Figure 6. smNPCs-derived neurons become electrophysiologically mature and mature in vivo.

(A) On average, the recorded membrane potential from smNPC-derived neurons was −35±2 mV (n = 12) and the cell membrane capacitance was 31.88±4.36 pF (n = 12). These values are consistent with previously published results of neurons differentiated from human stem cells , , . The net of transmembrane currents, elicited by the voltage steps from holding potential −70 mV to +20 mV with 10 mV increments (the above panel shows the stimulation paradigm). (B) Current-voltage relationship of inward and outward currents, measured on the peak and normalized to cell capacitance (n = 8). (C) Cells demonstrate spontaneous firing of action potentials (APs) like neurons. Right panel shows more detailed view on the unitary action APs. See also Figure S8 for additional data and recording of miniature potentials. (D)–(H) smNPCs integrate and mature in vivo. Transplanted human cells were identified using human Nuclei (hNuclei)- and human NCAM (hNCAM)- specific antibodies. (D) Two weeks after transplantation into the midbrain of immunodeficient mice, smNPCs differentiated into DCX-positive and TUBBIII (E) neurons. (F) Two weeks post transplantation, smNPC are negative for SOX2. (G) smNPCs form synapses already two weeks post transplantation, as shown by SYNAPTOPHYSIN and hNCAM staining. (H) Only after treatment with PMA and FGF8 for 8 days before transplantation did TH+ neurons form. For further analysis and long-term survival after eight weeks, see Figure S9.
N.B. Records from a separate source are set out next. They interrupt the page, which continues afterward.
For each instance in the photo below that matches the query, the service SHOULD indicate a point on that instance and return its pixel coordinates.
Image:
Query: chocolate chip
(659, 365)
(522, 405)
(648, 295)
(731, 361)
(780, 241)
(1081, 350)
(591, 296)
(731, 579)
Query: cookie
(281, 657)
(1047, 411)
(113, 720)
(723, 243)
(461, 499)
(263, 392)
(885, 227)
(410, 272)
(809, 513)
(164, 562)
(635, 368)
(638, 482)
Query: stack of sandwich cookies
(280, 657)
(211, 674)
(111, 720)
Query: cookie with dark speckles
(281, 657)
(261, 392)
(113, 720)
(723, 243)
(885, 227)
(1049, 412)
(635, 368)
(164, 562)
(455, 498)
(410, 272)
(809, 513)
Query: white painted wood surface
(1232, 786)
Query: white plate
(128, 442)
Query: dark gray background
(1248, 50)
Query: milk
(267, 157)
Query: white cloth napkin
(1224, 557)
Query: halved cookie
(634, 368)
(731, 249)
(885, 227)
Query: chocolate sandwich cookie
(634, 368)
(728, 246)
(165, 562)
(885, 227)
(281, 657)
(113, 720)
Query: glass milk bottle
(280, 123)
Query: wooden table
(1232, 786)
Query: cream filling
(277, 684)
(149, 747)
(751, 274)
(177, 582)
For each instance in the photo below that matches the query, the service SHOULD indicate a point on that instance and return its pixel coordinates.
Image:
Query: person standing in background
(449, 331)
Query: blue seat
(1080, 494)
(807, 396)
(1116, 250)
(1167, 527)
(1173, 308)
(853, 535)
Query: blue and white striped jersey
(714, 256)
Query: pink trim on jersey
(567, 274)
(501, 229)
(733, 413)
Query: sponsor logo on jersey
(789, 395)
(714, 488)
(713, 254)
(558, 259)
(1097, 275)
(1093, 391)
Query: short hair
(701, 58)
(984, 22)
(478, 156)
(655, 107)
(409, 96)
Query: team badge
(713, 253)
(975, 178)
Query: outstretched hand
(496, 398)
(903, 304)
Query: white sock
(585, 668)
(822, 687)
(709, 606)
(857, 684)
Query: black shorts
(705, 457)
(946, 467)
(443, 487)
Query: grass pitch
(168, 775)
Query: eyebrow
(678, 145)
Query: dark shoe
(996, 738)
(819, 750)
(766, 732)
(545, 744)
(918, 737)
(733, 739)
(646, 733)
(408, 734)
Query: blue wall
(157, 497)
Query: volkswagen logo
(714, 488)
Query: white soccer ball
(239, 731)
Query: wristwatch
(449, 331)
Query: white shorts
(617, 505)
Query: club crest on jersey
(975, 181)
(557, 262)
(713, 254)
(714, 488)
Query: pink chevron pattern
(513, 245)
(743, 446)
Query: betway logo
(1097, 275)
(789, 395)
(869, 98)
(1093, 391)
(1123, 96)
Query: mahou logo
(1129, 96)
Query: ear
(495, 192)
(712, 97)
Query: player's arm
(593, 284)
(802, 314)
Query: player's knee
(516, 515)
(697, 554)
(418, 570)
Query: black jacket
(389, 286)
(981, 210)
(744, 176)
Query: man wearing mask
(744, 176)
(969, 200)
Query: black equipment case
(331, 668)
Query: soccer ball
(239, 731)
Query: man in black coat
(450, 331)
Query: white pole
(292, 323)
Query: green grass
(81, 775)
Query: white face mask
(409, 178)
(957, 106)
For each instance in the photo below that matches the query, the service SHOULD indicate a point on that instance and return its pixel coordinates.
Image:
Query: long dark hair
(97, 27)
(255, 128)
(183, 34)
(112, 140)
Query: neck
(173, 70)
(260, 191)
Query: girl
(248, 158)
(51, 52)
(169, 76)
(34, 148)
Figure 7. smNPCs are suitable for modeling of neurological diseases such as LRRK2 G2019S induced Parkinson’s Disease.

Patient-specific human iPSCs from two patients with Parkinson’s disease harboring LRRK2 G2019S were differentiated in parallel with two lines derived from healthy age- and sex-matched control donors. After two weeks of maturation, the cultures were replated as single cells. Medium was switched to N2 medium or N2 medium supplemented with 5 µM 6-OHDA, or 10 µM 6-OHDA, or 100 nM Rotenone to induce additional cytotoxic stress. Apoptosis was assessed by double-staining for TH and cleaved CASPASE3 (CASP) in duplicate wells for each line and concentration. (A) Example picture showing TH+/CASP3- (empty arrowhead) and TH+/CASP3+ neurons (arrowhead). (B) When normalized to the average number of apoptotic cells detected in the wild-type cultures, 6-OHDA and rotenone lead to a higher cell death, with an even higher increase in cells carrying LRRK2 G2019S. Error bars represent the variation from duplicate wells. (C) When normalizing each concentration to the average apoptosis in TH+ neurons from healthy controls, an increase of 46% can be observed in LRRK2 G2019S over wild type cultures in all stressor concentrations used. Error bars represent S.D. *** indicates p<0.001, according to Student’s t-test. See also Figure S11 for primary, unnormalized data.

Figure 8. Summary of smNPCs.

Diagram illustrating the conditions used to derive, propagate, and differentiate smNPCs. CHIR = 99021, DM = dorsomorphin, FCS = fetal calf serum, PMA = purmorphamine, RA = all-trans retinoic acid, and SB = SB43152.